Attracted by the economic potential of the Sioux Falls on the Big Sioux River, Dr. George M. Staples of Dubuque, Iowa, organized Western Town near the falls in 1856. Staples and his group hoped that the settlement would become the capital of the Territory of Dakota, but it was not chosen. Instead, in the winter of 1856, the Legislature of Minnesota Territory chartered the Dakota Land Company and established the town of Sioux Falls.
In August 1862 the settlers, fearing violence from the local Native Americans, abandoned the village. Raiders did burn the buildings and destroy everything, including an old Smith printing press used by the Sioux Falls Democrat that was dumped in the Big Sioux River after it was stripped of decorative items.
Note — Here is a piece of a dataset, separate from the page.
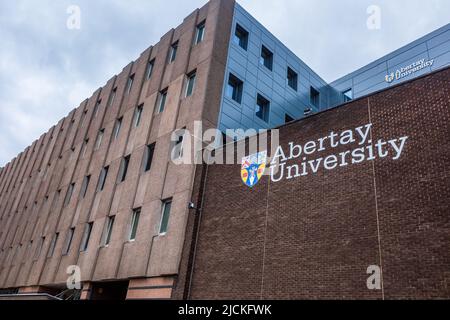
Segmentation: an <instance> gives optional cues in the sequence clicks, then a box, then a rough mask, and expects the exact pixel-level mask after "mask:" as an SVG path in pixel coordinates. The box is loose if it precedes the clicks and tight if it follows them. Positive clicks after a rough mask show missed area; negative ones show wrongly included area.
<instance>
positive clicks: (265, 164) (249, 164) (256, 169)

Fort Dakota, a military post, was established in the area in May 1865, to help assure the resettlement of Sioux Falls. Another incentive came when the water power of the falls was harnessed in 1873. A scourge of grasshoppers in 1874 hurt resettlement, but by 1876 Sioux Falls claimed a population of 600 people. Sioux Falls was incorporated as a town in 1877 and as a city in 1889.
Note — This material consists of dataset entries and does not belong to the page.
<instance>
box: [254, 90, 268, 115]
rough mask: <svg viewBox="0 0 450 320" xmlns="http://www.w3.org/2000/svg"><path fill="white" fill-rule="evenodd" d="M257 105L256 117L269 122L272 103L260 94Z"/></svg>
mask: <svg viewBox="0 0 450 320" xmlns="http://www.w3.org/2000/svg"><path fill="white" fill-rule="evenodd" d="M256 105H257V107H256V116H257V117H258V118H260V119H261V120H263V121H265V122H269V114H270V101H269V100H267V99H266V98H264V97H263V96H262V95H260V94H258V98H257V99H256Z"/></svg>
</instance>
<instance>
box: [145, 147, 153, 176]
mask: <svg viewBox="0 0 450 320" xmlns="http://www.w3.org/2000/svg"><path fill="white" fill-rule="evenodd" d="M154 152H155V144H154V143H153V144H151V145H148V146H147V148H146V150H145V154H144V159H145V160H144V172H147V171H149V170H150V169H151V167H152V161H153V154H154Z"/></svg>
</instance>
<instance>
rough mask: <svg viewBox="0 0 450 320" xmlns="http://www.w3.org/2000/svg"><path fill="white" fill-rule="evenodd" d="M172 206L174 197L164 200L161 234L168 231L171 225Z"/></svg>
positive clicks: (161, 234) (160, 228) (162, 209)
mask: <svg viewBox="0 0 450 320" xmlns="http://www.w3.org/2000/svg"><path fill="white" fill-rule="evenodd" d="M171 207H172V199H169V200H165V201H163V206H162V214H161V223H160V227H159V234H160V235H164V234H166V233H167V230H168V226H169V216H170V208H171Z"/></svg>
In the last decades of the nineteenth century, Northern European immigrants were attracted to the Territory of Dakota, which resembled their homeland. The establishment of rail transport in the area in 1878 enabled locals to begin shipping "Sioux Falls granite," a pink quartzite bedrock second only to diamond in hardness. The city's two church-affiliated private schools date to this period; Augustana College, a Lutheran school, was founded in 1860, and the University of Sioux Falls, a Baptist school, opened in 1883.
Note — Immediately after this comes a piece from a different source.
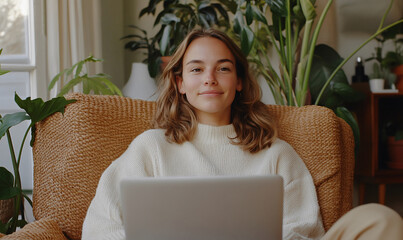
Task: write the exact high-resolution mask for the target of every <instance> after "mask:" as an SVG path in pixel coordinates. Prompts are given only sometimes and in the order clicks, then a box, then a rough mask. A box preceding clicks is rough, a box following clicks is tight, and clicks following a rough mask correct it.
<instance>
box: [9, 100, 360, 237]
mask: <svg viewBox="0 0 403 240" xmlns="http://www.w3.org/2000/svg"><path fill="white" fill-rule="evenodd" d="M68 98H74V99H77V100H78V101H77V102H75V103H73V104H70V105H69V106H67V108H66V112H65V114H64V116H62V114H55V115H53V116H51V117H49V118H48V119H46V120H44V121H42V122H41V123H39V124H38V125H37V130H36V131H37V132H36V134H37V135H36V141H35V144H34V147H33V157H34V194H33V204H34V209H33V211H34V216H35V218H36V219H37V220H36V221H35V222H33V223H30V224H29V225H27V226H26V227H24V229H22V230H20V231H17V232H16V233H14V234H12V235H9V236H6V237H4V238H2V239H66V237H65V236H67V237H68V238H70V239H80V238H81V227H82V223H83V221H84V217H85V214H86V210H87V208H88V206H89V204H90V201H91V199H92V198H93V196H94V195H95V189H96V186H97V183H98V180H99V178H100V176H101V174H102V172H103V171H104V170H105V169H106V168H107V167H108V165H109V164H110V163H111V162H112V161H113V160H114V159H116V158H117V157H118V156H119V155H120V154H122V153H123V152H124V151H125V149H126V148H127V146H128V145H129V143H130V142H131V141H132V139H133V138H134V137H136V136H137V135H138V134H140V133H141V132H143V131H144V130H146V129H148V128H150V120H151V118H152V115H153V113H154V111H155V103H153V102H146V101H141V100H133V99H129V98H123V97H117V96H89V95H82V94H72V95H69V96H68ZM268 108H269V109H270V112H271V113H272V115H273V116H274V118H275V119H276V120H277V121H278V127H279V134H280V138H282V139H284V140H285V141H287V142H289V143H290V144H291V145H292V146H293V147H294V148H295V150H296V151H297V152H298V154H299V155H300V156H301V158H302V159H303V160H304V161H305V163H306V165H307V167H308V169H309V171H310V172H311V174H312V176H313V179H314V183H315V186H316V189H317V194H318V199H319V204H320V208H321V214H322V218H323V222H324V226H325V229H326V230H327V229H329V228H330V227H331V226H332V224H333V223H334V222H335V221H336V220H337V219H338V218H340V217H341V216H342V215H343V214H344V213H345V212H347V211H348V210H349V209H350V208H351V207H352V187H353V167H354V153H353V148H354V142H353V135H352V131H351V129H350V127H349V126H348V125H347V124H346V123H345V122H344V121H343V120H341V119H339V118H337V117H336V116H335V115H334V113H333V112H332V111H331V110H329V109H327V108H324V107H318V106H305V107H287V106H268Z"/></svg>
Life on the Plains was a test of endurance. Snow began falling in October 1880 and continued until the following spring, isolating residents and forcing them to burn corn, wheat, hay, and railroad ties for heat sources. In spite of hardship, Sioux Falls gained in economic importance. South Dakota's lenient divorce law brought outsiders into Sioux Falls until the law was changed in 1908. One memorable case unfolded when the wife of heavyweight boxing champion Bob Fitzsimmons sought a divorce in Sioux Falls. Her distraught husband followed her and managed to change her mind. To celebrate their reunion, Fitzsimmons forged horseshoes and passed them out to admirers; in the process, the local blacksmith shop's floor gave way, injuring a young boy. Fitzsimmons then organized a benefit performance and gave the proceeds to the boy's family.
In 1942 the U.S. War Department leased Sioux Falls land for the construction of the Air Force Technical Radio School, invigorating the local economy and social life. Sioux Falls native Joe Foss won the Congressional Medal of Honor for shooting down 31 enemy airplanes in the Pacific campaign of World War II; after the war, Foss returned to Sioux Falls to become a successful businessman and commander of the South Dakota Air National Guard.
Today Sioux Falls, through the processing of agricultural products, serves as a distribution center for farms in Iowa, Minnesota, and South Dakota. Ushered in by Citicorp, financial services has emerged as a primary industry, with healthcare close behind. The city is also a retail hot spot—the largest retail center between Denver and Minneapolis-St. Paul, Sioux Falls attracts more than 14 million shoppers each year. Spurred in part by a statewide initiative, the city is focusing on becoming a driving force in research and technology. Sioux Falls offers amenities and points of interest including the University of Sioux Falls and Augustana College, a Baptist seminary, a school for the deaf, and its namesake, the Falls of the Big Sioux River.